We haven’t gotten much further than we were yesterday.
I’m really blown away and overwhelmed by the support, love and prayers we have received from family and friends. It means a lot and we appreciate it.
I’m also equally blown away by the “I’m so sorry” comments or pity. We get to feel sorry for ourselves…no one else. He is still a blessing…our blessing and we want him no matter what.
Am I less scared? No. I woke up this morning and got moving but promptly stopped and wound up back on the couch.
Its still there. Still the same. Our baby has down syndrome. But what we need are prayers and support, not pity and apologies.
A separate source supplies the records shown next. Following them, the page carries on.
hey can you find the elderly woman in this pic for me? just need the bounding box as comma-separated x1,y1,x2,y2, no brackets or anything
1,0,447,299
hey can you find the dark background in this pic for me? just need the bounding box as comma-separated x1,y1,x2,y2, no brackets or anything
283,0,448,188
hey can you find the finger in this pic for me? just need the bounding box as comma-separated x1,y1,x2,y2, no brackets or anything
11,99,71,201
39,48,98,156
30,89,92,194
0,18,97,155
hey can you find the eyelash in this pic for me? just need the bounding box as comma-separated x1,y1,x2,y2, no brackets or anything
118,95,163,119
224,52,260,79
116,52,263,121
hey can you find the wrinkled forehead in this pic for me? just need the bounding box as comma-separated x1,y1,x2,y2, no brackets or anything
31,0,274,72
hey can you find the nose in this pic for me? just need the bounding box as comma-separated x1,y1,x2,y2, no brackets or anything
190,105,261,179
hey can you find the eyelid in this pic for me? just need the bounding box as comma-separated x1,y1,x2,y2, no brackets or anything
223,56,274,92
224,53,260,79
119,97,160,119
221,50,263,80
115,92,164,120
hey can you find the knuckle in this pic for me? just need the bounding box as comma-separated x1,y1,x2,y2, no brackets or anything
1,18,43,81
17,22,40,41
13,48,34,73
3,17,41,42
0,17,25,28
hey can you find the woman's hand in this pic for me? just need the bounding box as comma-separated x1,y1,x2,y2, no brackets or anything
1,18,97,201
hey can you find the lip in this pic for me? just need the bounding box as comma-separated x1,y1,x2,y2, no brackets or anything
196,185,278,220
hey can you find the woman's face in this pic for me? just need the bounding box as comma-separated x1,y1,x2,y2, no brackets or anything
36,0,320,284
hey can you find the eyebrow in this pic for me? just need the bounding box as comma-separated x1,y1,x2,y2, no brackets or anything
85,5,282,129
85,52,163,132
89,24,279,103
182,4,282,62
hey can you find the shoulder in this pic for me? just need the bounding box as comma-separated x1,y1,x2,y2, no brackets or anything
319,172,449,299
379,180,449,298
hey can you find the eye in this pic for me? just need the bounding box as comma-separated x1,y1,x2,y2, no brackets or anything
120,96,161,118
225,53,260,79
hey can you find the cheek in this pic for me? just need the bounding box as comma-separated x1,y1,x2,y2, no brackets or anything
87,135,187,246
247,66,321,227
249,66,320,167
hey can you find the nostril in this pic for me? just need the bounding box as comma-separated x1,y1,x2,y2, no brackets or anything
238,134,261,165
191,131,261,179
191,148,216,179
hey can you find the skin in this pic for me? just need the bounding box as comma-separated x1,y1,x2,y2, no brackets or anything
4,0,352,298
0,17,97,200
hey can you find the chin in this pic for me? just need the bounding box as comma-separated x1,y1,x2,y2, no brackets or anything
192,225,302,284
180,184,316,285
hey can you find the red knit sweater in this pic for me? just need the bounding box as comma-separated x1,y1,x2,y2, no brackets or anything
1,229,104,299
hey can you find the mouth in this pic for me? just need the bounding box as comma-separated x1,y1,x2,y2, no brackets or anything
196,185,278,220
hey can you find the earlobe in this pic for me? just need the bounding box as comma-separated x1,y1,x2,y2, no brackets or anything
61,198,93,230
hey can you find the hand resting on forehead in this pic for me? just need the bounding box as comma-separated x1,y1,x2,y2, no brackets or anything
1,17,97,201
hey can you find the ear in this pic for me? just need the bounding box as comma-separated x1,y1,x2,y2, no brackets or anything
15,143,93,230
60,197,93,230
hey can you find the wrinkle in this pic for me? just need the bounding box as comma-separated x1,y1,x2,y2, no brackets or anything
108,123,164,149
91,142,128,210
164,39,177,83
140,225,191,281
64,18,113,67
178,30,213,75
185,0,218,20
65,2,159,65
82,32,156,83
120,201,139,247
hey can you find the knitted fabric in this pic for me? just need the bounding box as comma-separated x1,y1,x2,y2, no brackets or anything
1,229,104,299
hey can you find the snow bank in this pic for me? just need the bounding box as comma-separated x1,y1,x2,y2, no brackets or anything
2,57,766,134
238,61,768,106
Barry is like a rock right now. He is just as sad as I am but he is so firm in his faith. He is excited to see our son and learn from him.
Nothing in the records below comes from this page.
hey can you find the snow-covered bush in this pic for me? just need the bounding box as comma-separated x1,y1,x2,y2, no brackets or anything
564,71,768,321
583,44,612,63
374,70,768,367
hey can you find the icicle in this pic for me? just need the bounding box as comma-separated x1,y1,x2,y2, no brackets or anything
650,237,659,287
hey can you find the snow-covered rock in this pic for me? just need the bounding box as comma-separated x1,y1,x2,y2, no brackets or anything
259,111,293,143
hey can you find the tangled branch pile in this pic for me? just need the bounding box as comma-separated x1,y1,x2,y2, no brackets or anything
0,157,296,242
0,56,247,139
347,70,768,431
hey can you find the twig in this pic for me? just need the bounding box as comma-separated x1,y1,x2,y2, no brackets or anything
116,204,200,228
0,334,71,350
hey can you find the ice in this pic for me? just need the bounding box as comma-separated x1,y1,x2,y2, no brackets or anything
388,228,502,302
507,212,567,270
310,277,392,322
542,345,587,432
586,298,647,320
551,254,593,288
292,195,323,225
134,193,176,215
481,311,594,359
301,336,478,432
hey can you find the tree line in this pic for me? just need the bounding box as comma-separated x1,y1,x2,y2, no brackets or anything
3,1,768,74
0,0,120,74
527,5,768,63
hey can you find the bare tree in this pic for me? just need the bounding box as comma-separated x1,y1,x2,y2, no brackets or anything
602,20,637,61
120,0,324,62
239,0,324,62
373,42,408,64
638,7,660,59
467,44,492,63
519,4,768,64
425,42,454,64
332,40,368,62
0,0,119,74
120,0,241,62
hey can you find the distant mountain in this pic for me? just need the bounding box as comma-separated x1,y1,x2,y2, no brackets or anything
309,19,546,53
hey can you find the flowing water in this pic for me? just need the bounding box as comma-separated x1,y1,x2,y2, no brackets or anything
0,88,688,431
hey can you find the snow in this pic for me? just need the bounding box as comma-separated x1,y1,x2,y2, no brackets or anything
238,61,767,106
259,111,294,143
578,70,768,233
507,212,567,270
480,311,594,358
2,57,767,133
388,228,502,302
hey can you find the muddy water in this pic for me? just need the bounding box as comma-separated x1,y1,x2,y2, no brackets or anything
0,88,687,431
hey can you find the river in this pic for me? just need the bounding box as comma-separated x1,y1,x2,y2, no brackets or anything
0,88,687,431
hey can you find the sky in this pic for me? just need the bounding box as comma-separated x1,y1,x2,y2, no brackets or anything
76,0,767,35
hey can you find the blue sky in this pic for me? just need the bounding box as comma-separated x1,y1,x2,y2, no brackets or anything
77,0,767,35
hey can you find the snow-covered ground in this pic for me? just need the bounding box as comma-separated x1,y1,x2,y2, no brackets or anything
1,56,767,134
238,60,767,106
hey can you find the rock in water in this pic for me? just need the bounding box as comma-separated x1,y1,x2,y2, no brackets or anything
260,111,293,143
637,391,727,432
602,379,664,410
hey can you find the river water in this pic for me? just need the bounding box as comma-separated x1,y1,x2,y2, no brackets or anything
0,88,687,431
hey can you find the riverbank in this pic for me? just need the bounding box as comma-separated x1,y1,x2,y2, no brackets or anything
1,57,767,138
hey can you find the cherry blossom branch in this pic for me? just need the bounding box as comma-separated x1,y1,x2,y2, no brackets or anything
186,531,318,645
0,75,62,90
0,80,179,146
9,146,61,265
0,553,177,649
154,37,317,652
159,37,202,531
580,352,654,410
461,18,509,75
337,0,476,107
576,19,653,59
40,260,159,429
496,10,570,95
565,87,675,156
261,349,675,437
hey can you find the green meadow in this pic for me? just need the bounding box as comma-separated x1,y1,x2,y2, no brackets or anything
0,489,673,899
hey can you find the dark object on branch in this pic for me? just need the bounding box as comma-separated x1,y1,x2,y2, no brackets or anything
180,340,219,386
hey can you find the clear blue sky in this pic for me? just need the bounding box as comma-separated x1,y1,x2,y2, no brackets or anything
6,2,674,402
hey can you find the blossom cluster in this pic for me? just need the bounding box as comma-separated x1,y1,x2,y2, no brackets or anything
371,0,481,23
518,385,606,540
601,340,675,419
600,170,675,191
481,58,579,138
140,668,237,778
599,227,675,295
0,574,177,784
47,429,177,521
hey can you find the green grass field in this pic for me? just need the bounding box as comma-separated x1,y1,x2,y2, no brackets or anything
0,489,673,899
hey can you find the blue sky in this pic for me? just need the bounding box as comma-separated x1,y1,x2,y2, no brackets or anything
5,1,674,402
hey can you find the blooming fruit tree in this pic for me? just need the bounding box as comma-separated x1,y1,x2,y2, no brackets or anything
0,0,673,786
I feel weak in comparison. I’m scared. Isn’t that silly? I’m scard of and for my son.
I spent some time last night looking for resources but it was pretty useless. I was too frazzeled to be productive. Not to mention how much is out there. I don’t know where to begin.
We are supposed to meet with Dr. C on Monday to discuss “options” and ask questions. But most of my questions can’t be answered.
-How severe is it? ….we won’t know until he gets here.
-What complications will he face? ….we won’t know until he gets here.
-Is there something wrong with my eggs? (Seriously still taking applications for egg and sperm donors! ‘Cause this crazy lady wants to do this again!)
-Will I be able to go back to work?
-Can I do this?
Pretty short list and personal list.
MJ is going to contact a woman that gave birth with them 6 or so weeks ago to a baby with DS to see what resources she is using. I found a DS support group but they meet in Houston. And I did learn that special services start nearly right after birth.
-How much do special services cost?
So I guess I am still processing. All day and all night baby wiggled around…”See Mom? I’m just fine!”
Trying to bend to God’s will….however ungracefully.